Oggi, il Future sul WTI scambia a 60,74 dollari al barie, in ribasso di oltre il 15% da inizio anno, mentre il Brent del Mare del Nord scambia a 64,41 dollari al barile, in calo del 14% da inizio anno. Secondo i commodities strategist di Goldman Sachs, potrebbe verificarsi un ulteriore calo dei prezzi per la restante parte del 2025 e nel 2026 e questo ulteriore calo avrebbe impatti diversi su inflazione e PIL.
L’impatto del calo del petrolio sull’inflazione
Il calo dei prezzi del petrolio, secondo gli esperti, peserà sui prezzi al consumo dell’energia, il che rallenterà l’inflazione complessiva e compenserà una piccola parte dell’impatto inflazionistico dei dazi. Il contributo dei prezzi dell’energia all’inflazione complessiva PCE su base annua è già sceso da circa 0,05 punti percentuali a gennaio a -0,2 punti percentuali a marzo e, secondo le previsioni rimarrà a circa -0,2 punti percentuali per il resto del 2025.
L’effetto contrario dei dazi
Solitamente, le aspettative di inflazione dei consumatori tendono a essere molto sensibili alle variazioni dei prezzi della benzina. Tuttavia, le preoccupazioni tariffarie hanno recentemente determinato un forte aumento delle aspettative di inflazione dei consumatori, nonostante la pressione al ribasso derivante dal calo dei prezzi della benzina registrato finora. Su questa base gli esperti ritengono che un ulteriore calo della benzina influenzerà in misura sempre minore l’inflazione.

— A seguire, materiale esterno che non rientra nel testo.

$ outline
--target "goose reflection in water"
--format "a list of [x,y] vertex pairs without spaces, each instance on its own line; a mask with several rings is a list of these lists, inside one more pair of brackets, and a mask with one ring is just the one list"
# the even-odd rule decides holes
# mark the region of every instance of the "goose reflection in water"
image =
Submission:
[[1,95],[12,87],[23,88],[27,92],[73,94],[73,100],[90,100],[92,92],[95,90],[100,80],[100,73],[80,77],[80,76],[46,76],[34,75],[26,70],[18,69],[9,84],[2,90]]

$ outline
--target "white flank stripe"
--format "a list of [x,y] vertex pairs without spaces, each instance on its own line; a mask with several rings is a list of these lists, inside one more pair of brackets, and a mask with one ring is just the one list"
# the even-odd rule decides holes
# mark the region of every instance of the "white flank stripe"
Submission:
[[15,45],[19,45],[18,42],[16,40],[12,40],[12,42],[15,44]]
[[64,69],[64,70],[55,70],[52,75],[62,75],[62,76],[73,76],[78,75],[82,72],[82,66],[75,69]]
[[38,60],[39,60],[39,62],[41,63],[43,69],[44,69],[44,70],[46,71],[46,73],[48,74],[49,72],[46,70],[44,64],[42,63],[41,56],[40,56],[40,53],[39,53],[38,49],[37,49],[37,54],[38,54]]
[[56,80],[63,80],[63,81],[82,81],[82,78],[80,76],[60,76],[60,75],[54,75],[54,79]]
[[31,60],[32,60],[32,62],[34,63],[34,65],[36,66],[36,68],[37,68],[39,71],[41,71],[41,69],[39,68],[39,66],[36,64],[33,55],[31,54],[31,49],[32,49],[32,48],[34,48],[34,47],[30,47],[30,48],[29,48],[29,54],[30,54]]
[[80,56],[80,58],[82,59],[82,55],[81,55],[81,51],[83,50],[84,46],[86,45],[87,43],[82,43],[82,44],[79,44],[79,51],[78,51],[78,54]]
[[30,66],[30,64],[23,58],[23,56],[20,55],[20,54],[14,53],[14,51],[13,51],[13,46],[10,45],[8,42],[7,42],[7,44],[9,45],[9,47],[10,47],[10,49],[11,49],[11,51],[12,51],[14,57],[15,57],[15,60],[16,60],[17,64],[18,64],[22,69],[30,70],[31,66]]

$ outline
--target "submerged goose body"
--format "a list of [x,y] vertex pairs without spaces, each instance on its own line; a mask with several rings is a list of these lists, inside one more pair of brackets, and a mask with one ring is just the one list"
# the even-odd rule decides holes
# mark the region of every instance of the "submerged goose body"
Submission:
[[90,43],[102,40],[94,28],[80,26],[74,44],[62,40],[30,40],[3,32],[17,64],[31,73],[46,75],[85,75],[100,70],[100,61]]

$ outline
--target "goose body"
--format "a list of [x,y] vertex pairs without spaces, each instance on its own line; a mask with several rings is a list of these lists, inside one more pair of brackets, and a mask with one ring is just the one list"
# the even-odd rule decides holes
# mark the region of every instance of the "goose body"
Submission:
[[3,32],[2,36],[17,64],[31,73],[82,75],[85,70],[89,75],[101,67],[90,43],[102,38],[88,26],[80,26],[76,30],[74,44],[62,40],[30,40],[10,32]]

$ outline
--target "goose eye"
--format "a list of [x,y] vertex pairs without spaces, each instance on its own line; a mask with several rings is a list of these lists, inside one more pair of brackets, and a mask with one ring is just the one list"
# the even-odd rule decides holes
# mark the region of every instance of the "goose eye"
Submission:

Modesto impulso alla crescita del PIL
Il calo dei prezzi energetici avrà un effetto positivo sul reddito disponibile reale, che a sua volta stimolerà la crescita dei consumi. Tuttavia, il calo dei prezzi del petrolio inciderà anche sugli investimenti in conto capitale nel settore energetico, che s ridurranno. Sebbene gli investimenti in conto capitale nel settore energetico siano diventati meno sensibili alle variazioni dei prezzi del petrolio rispetto al boom dello scisto (Gli esperti stimano che un calo di 10 dollari al barile inciderà sulla crescita del PIL nel prossimo anno di appena 0,05 punti percentuali rispetto agli 0,15 punti percentuali di dieci anni fa), l’effetto netto dell’aumento dei consumi e del trascinamento degli investimenti in conto capitale potrebbe tradursi in un modesto impulso alla crescita del PIL.